All the while, Rev. King’s prophetic call that his children be judged first and foremost “by the content of their character” was shoved aside, in favor of a repackaged version of the age-old tribalist concept that Race Is Destiny.
But with this illiberal ideology now holding center stage in America’s racial discourse, two intriguing counter-trends are becoming apparent.
First, and precisely because of its embrace by so many school administrators, opinion leaders, and corporate titans, the radicalism of the academy’s racial essentialism has for the first time become highly visible to the general public, which until recently paid scant attention to these ivory tower abstractions. The resulting public response to these radical ideas is evident in the wave of local parent groups challenging school diversity policies, which have reshaped curricula around the ideology of Critical Race Theory.

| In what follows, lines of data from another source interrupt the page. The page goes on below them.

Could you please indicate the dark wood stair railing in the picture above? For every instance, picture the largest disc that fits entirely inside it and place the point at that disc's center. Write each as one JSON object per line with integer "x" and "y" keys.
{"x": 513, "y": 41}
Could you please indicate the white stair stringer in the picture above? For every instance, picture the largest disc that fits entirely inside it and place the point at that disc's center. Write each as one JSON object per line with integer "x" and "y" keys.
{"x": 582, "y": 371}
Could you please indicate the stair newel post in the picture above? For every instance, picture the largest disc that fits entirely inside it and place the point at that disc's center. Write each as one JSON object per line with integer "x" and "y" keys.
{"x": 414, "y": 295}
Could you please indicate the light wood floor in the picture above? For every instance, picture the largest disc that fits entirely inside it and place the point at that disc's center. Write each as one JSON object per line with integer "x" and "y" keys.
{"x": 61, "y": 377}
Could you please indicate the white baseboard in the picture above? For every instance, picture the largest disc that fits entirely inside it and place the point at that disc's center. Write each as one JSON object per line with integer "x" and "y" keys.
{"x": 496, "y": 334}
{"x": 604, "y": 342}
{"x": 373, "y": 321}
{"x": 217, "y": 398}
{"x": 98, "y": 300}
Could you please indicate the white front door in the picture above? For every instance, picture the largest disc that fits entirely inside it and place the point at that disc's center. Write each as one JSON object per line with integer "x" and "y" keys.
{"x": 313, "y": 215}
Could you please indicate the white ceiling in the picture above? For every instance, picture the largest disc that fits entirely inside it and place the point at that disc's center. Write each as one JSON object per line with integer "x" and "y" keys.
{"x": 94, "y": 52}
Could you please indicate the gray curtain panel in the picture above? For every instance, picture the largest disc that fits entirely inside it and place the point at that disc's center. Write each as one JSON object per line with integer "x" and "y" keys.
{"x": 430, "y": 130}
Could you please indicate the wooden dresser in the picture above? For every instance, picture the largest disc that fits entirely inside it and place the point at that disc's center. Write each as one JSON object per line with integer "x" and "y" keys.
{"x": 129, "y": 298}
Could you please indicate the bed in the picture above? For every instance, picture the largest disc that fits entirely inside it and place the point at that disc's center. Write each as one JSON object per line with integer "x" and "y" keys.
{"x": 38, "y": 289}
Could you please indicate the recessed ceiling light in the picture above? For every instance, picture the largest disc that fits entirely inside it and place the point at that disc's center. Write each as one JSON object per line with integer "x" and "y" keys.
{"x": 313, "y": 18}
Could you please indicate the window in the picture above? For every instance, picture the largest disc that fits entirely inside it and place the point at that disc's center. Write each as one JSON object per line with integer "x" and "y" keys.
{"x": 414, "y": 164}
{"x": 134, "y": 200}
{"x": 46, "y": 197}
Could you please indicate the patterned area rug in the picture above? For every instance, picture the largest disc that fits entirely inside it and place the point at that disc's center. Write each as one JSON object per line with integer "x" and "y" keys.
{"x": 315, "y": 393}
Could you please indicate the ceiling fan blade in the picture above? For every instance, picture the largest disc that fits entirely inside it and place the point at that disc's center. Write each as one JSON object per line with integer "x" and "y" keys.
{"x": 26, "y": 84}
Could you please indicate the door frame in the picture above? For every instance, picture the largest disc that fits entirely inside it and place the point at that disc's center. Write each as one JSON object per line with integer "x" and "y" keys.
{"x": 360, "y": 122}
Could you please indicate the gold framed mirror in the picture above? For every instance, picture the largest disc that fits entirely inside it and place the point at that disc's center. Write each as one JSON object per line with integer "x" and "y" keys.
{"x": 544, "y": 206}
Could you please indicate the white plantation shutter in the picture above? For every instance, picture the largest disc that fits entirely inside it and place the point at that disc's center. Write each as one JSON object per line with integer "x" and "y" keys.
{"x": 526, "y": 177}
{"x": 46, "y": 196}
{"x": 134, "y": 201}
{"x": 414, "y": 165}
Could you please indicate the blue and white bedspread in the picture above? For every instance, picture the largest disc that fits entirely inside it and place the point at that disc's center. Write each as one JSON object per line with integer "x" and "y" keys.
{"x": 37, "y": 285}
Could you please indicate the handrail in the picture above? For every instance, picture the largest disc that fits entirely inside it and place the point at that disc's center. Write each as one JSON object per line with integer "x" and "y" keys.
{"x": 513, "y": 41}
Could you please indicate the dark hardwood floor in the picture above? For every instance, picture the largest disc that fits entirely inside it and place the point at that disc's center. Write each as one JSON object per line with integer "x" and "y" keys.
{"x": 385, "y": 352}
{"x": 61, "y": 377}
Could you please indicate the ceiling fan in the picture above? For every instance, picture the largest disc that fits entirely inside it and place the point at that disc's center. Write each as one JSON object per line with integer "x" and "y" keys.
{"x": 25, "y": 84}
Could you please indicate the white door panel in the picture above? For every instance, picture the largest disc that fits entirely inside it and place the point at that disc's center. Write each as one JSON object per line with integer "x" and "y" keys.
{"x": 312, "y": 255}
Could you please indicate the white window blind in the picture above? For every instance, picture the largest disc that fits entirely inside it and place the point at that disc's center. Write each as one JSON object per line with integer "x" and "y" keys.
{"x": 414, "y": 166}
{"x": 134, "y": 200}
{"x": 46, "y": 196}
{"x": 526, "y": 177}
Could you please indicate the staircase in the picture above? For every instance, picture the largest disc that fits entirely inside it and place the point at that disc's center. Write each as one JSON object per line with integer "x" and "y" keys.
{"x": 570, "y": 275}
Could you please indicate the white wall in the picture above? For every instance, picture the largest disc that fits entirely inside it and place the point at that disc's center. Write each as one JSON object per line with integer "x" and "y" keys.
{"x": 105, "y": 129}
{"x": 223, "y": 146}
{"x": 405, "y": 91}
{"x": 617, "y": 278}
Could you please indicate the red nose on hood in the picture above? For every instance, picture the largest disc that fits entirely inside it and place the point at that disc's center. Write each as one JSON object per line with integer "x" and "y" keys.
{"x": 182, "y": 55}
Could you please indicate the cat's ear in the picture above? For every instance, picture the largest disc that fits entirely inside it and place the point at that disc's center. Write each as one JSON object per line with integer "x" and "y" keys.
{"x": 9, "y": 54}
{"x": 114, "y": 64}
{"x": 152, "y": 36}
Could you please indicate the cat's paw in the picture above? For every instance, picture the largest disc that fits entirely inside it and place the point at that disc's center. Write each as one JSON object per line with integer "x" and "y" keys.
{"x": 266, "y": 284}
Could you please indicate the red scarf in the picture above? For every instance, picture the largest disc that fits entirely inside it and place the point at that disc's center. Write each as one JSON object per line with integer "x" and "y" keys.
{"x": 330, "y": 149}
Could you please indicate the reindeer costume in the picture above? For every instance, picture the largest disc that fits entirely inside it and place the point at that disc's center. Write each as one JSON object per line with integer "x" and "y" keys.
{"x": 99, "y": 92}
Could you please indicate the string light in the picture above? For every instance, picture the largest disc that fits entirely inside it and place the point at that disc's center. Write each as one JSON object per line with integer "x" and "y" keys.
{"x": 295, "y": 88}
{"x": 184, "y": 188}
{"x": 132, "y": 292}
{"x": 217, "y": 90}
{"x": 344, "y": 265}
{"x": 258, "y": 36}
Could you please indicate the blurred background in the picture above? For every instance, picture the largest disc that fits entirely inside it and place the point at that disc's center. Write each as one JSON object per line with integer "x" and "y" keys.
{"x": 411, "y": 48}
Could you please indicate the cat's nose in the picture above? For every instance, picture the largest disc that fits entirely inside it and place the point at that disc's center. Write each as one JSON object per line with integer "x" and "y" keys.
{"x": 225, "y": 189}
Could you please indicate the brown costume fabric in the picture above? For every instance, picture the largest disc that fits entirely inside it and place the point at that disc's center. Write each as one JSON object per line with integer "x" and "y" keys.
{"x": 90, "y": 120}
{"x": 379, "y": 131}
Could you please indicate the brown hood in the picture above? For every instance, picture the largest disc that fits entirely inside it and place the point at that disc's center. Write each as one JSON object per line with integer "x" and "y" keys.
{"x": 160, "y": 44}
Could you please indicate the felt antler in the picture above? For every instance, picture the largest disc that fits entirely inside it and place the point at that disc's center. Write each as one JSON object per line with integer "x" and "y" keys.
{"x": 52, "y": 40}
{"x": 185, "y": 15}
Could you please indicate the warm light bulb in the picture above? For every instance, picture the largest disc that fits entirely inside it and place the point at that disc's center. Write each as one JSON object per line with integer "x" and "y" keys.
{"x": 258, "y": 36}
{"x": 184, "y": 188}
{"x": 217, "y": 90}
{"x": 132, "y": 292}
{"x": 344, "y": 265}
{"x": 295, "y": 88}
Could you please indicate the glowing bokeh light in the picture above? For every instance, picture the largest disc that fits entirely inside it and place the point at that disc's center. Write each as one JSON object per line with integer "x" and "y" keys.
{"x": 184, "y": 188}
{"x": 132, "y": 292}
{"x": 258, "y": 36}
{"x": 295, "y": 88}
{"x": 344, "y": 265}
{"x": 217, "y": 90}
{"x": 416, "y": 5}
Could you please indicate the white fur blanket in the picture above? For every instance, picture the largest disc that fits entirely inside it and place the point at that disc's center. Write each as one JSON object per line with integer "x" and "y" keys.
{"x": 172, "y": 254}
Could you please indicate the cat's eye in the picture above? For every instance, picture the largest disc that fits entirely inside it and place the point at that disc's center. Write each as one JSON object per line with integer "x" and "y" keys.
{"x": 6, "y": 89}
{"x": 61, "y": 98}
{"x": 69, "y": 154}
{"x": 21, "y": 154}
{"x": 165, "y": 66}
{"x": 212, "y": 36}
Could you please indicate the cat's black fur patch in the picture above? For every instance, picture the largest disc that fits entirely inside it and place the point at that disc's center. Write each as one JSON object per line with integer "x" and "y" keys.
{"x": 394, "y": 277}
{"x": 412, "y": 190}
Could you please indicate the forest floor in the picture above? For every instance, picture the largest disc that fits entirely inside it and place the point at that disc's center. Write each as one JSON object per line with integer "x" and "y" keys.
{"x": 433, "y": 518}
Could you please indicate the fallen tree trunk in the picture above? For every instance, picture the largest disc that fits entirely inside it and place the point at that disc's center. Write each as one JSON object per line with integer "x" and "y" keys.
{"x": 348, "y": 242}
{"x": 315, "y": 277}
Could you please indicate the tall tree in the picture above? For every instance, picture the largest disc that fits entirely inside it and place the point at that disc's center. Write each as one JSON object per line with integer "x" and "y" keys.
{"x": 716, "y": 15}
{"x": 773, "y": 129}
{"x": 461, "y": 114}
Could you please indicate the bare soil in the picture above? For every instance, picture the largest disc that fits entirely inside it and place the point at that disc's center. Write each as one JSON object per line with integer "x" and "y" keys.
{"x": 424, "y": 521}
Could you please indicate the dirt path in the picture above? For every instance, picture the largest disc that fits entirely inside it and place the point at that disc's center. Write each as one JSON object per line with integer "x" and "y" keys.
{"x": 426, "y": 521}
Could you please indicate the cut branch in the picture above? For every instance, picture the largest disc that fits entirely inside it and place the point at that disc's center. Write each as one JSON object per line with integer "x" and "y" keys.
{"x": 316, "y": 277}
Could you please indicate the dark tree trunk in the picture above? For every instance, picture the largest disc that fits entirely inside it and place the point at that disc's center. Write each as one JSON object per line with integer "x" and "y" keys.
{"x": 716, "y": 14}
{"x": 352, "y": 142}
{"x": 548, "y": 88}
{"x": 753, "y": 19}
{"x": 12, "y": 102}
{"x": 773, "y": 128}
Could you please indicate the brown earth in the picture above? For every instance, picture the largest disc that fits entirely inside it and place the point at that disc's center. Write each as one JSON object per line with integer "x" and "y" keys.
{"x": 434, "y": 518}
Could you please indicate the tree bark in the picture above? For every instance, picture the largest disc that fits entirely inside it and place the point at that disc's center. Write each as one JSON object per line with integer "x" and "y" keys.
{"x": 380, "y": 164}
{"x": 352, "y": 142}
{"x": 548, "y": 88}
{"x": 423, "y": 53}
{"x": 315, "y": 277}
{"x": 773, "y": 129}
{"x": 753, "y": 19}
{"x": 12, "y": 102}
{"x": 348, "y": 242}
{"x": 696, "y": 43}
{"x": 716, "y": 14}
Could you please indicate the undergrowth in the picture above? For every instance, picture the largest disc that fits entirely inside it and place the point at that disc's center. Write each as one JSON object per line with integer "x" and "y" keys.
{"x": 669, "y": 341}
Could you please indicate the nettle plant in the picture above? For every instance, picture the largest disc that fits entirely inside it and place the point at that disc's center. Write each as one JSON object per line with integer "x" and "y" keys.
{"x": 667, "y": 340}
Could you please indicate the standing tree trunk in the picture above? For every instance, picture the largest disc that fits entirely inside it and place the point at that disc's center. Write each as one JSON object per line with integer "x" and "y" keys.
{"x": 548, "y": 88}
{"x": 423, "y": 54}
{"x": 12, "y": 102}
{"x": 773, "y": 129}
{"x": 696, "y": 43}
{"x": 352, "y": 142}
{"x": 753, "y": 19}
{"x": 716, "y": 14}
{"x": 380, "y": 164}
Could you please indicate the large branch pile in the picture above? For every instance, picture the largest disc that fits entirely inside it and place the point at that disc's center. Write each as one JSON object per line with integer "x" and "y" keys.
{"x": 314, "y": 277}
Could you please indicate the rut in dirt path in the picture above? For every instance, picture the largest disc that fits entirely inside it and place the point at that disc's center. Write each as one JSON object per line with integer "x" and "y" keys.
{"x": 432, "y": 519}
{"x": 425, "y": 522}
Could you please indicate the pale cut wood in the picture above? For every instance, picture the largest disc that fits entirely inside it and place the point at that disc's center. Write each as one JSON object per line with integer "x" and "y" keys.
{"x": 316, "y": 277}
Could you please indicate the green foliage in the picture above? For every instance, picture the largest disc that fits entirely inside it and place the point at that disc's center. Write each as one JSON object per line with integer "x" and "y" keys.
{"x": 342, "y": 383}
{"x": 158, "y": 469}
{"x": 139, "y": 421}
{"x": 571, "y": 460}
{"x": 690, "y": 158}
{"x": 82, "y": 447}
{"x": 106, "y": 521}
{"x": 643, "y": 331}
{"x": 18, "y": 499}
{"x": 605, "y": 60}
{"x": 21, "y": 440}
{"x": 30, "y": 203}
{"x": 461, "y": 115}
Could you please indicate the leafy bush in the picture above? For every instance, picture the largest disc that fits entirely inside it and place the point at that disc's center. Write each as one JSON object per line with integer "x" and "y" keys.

Second, the failures of and the harms occasioned by these ideologically-driven initiatives are also becoming more publicly visible through the work of a small but growing set of dissenting policy specialists and opinion leaders. This group includes scholars and writers like John McWhorter, Wilfred Reilly, Jason Riley, and Ian Rowe, whose books and essays conclusively refute the “systemic racism” explanation for Black-White disparities.
They and other like-minded scholars demonstrate that a combination of demographic asymmetries (e.g. the lower average age of Blacks vs Whites), higher fatherless rates, lower average per-student homework hours, and cultural pressures against “acting White” in parts of the black community account for most of the intergroup disparities in academics, income levels, and crime/arrest rates.
A similar rethinking is beginning to emerge in the Jewish community, challenging the widespread embrace of racialist ideology by many leading Jewish institutions. This rethinking is evident in the efforts of new groups like the Jewish Institute for Liberal Values and the Jewish Leadership Project, as well as in journals such as Sapir and White Rose. Among other things, these efforts have highlighted the tendency of racialist ideology, especially its binary “oppressors vs. oppressed” framing, to propagate both antisemitic stereotypes and annihilationist hatred of Israel.
This is where the basis of a reconstructed Black-Jewish alliance is being formed. And just as the prior Black-Jewish alliance succeeded in defeating the malevolent illiberalism of the far Right, so too will this renewed alliance counter the toxic illiberalism of the far Left.
To be clear: far Right racism and anti-Semitism still stalk the land, as starkly evidenced by such events as the 2017 “Unite the Right” rally in Charlottesville, and the 2018 Tree of Life synagogue shooting in Pittsburgh.
But thankfully, for several decades now, the far Right’s agents of hatred have been essentially marginalized in American society, and remain sequestered far from the levers of political, economic, and cultural power. Meanwhile, the far Left’s intersectional racialism has found a welcoming home amid those centers of power.
As in the past, this new effort to reclaim the liberal high ground from its illiberal opponents will be a generational struggle, waged not only by black and Jewish Americans but by all of us who value liberal democracy. After all, the liberal enterprise has benefited everyone in this country—it’s only right that we all come together to defend it.
The black-Jewish alliance of the 1960’s Civil Rights Movement offers a wealth of inspiration and lessons for our effort to overcome illiberal racialism today. With this alliance as a model and a starting point, we shall over come. Again.
Henry Kopel is a former federal prosecutor and author of 'War on Hate'. He writes for the Foundation Against Intolerance & Racism.